Peppermint Ice Cream Is Superior to Mint Chocolate Chip, That Vile Green Garbage

Lumpy-ass mint sludge? No way. Peppermint, the Chad ice cream, is a carnival of pleasure and should be served all year

Oh, you thought our Thanksgiving op-eds were bad? Gird your stockings for the least wonderful time of the year, when the merry gentlepeople of MEL attempt to outdo one another with the most heinous holiday takes we can unwrap. We can already feel the angry tweets nipping at our noses.

The summers of my Chicago youth were hot ones. As such, my preferred method of cooling myself down was by scooping the last few spoonfuls of peppermint ice cream straight from the plastic gallon tub in our freezer. Sure it was leftover from the holidays, but despite being coated in layers of freezer burn, it remained a delectable, refreshing summer treat — sweet, crunchy and not too full or light.

It’s unfortunate that I had to go to such extremes for my summertime peppermint ice cream fix, and that a fresher serving was generally impossible to secure due to seasonal availability. It’s likewise unfortunate that mint chocolate chip somehow has such a hold on the mint-centric ice cream flavors. In fact, Big Dairy has deemed this clunky pairing the fourth most popular ice cream flavor in the country, ahead of even chocolate chip cookie dough. 

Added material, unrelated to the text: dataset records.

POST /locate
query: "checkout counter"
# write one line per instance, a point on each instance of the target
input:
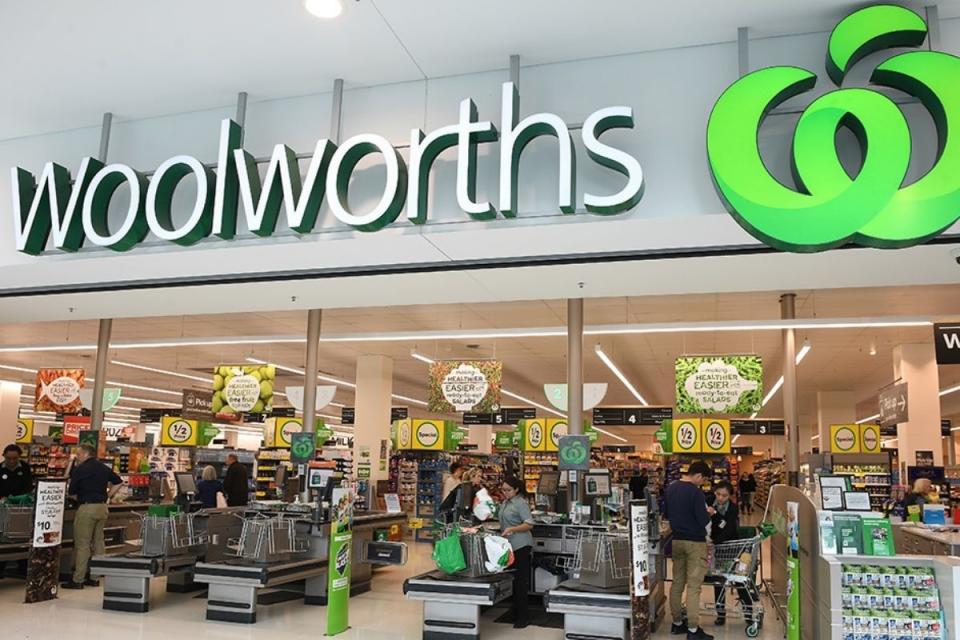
(592, 595)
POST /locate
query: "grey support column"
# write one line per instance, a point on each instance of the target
(791, 412)
(106, 325)
(310, 371)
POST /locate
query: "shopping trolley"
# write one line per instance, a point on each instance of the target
(732, 567)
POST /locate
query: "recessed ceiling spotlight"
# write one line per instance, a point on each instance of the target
(326, 9)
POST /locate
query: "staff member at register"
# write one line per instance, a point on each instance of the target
(15, 476)
(236, 484)
(88, 484)
(516, 523)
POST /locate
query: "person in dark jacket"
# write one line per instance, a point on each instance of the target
(16, 478)
(236, 484)
(208, 487)
(724, 524)
(685, 507)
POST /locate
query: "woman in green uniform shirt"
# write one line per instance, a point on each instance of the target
(516, 524)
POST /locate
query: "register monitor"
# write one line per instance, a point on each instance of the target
(549, 483)
(186, 483)
(596, 484)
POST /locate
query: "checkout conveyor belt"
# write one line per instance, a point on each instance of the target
(451, 604)
(590, 612)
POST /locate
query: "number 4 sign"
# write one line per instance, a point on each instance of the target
(177, 432)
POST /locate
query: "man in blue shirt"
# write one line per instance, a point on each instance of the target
(686, 509)
(88, 483)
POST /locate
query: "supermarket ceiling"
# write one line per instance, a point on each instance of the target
(858, 359)
(71, 61)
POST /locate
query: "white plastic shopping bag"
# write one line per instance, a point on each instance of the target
(499, 553)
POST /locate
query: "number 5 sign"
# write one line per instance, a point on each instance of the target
(177, 432)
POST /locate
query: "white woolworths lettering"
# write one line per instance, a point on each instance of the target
(49, 206)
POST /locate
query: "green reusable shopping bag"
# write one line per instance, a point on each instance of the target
(448, 554)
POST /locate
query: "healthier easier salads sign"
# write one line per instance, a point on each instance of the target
(73, 211)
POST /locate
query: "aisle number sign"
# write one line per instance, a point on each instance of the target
(177, 432)
(715, 436)
(24, 431)
(686, 436)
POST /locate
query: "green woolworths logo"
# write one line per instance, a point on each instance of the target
(873, 208)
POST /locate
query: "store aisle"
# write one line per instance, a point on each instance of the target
(381, 614)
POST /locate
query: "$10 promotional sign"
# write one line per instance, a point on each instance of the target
(830, 207)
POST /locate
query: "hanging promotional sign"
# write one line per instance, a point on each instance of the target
(341, 555)
(24, 434)
(177, 432)
(877, 206)
(719, 384)
(687, 436)
(845, 438)
(242, 388)
(58, 390)
(457, 386)
(43, 564)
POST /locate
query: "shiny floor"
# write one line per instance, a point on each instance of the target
(380, 614)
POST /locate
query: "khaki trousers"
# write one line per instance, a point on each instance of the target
(689, 568)
(87, 537)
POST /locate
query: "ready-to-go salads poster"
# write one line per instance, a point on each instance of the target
(731, 384)
(242, 388)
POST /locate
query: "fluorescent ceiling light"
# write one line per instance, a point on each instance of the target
(807, 324)
(326, 9)
(610, 365)
(163, 371)
(327, 378)
(801, 354)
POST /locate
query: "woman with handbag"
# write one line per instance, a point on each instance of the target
(516, 524)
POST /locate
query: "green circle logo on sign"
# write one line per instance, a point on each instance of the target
(830, 207)
(574, 454)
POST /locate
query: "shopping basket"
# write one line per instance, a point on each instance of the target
(732, 567)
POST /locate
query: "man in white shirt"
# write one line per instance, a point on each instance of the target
(452, 481)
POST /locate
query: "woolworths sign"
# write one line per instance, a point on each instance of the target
(71, 212)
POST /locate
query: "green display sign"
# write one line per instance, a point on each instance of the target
(831, 206)
(719, 384)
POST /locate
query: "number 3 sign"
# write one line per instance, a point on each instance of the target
(177, 432)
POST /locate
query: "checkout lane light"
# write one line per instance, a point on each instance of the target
(804, 350)
(610, 365)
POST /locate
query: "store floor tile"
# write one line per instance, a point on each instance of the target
(379, 614)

Are you fucking kidding me? 

The combination of peppermint and vanilla ice cream is leagues better than chocolate chip and mint. The cooling sensation of the peppermint candy enhances the creamy, smooth base of vanilla ice cream. And just when you think you’ve gotten used to the flavor, a nice crunch ignites your brain with texture, starting the cycle anew — peppermint to cool, cool to sweet, sweet to vanilla, vanilla to smooth, smooth to crunch, rinse and repeat. Peppermint ice cream is a carnival of pleasure, something that cannot be said about the lumpy mixture of spearmint, chocolate chip and ice cream (and trust me, I’m trying to be kind here). 

I mean, spearmint is in gum and toothpaste for a reason. It’s a utility flavor, meant to cover up whatever chemicals clean your teeth and make your mouth feel sparkly and new. Peppermint, however, is candy. Look no further than Candy Land to see how important the red and white striped hard candy is to the candy ecosystem. Case in point: Are there any spearmint leaves to be found in the Lollipop Woods or by Cotton Candy Corner? Is there a log cabin made of Andes Mints, spearmint’s singular claim to being candy? No, there are not, because Andes Mints are a bullshit candy that remain in circulation only because of grandmas and semi-fancy restaurants in the Midwest. 

That’s not to say I love peppermint candy on its own, either. Because I don’t. You can keep your candy canes to yourself thank you very much. But at least it’s not toothpaste! Better yet, any misbegotten candy canes that do end up on my person can be shattered into a million little pieces and swept into a couple of scoops of vanilla ice cream. 

Mash that peppermint into the ice cream, and voilà — a tasty treat for Mr. Mint and all the little cannibalistic creatures of the Peppermint Stick Forest to enjoy, no matter what time of year.